FLYING WITHOUT WINGS: Kites of Asia
Asian dragons, especially those of Chinese, Vietnamese and Japanese mythology, are difficult to depict anatomically believable, as these creatures always fly without wings. They usually have a serpentine body plan, but are not associated with snakes in traditional lore. Instead, these dragons are often described as common with mammals and fish, especially carp, and they are associated with rivers, rain, lightning, and storms.
To find good real-world models to work with, we turned to live animals that fly without wings. Sliding snakes of the genus Chrysopelea Do it beautifully and fly ten feet at a time with no limbs. You will perform a series of S-turns and spinning motions in the air as you glide that nicely approximates the tortuous paths that flying kites are often shown in traditional Chinese and Japanese art. (Dragon dancers in China work in teams of nine or more to move a kite in flowing, curving patterns on poles.) Chrysopelea also comes exclusively from Southeast Asia, which makes it a regionally suitable group of snakes, after which our dragon can be modeled. To like Chrysopelea Snakes, our anatomically plausible Asian dragon, creates its primary flight surface by flattening its body and making S-curves in the air. To accommodate the size of the kite, we’ve added some extra “webbing” along the body and limbs to increase the flight area.
We checked out other unusual real world snakes including the Malagasy leaf-nosed snake (genus) Langaha) to develop the “whiskers” depicted on dragons in traditional art.
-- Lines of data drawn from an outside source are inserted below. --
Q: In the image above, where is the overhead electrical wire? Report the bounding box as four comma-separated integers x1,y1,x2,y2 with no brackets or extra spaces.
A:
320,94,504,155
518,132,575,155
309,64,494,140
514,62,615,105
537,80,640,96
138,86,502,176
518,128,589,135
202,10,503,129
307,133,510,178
These snakes have a long, flexible appendix that protrudes from their snouts. By capturing and splitting up such a projection, we created a series of whisker-like structures for our kite. Asiatic vine snakes (genus Ahaetulla) inspired his narrow face, horizontal pupils, and ridges over his eyes.
This dragon is associated with forest streams. It can swim, climb, and slide, making it a formidable and adaptable predator. All of the snakes we referred to for this build specialize in hunting lizards. Their fangs are in the back of their jaws and their venom paralyzes other reptiles. In fact, the main predators of lizards and snakes in many regions are other lizards and snakes. With that in mind, we envisioned that the greatest threat to young western dragons (i.e. dragons with wings) would be other dragons – especially snake-less, wingless dragons from the east. Our use of biological inspiration has thus helped us fill an entire ecology for our kite. By looking at the relationships between form and function in real animals, we can think of a creature of myth in a new light, both in terms of anatomy and behavior.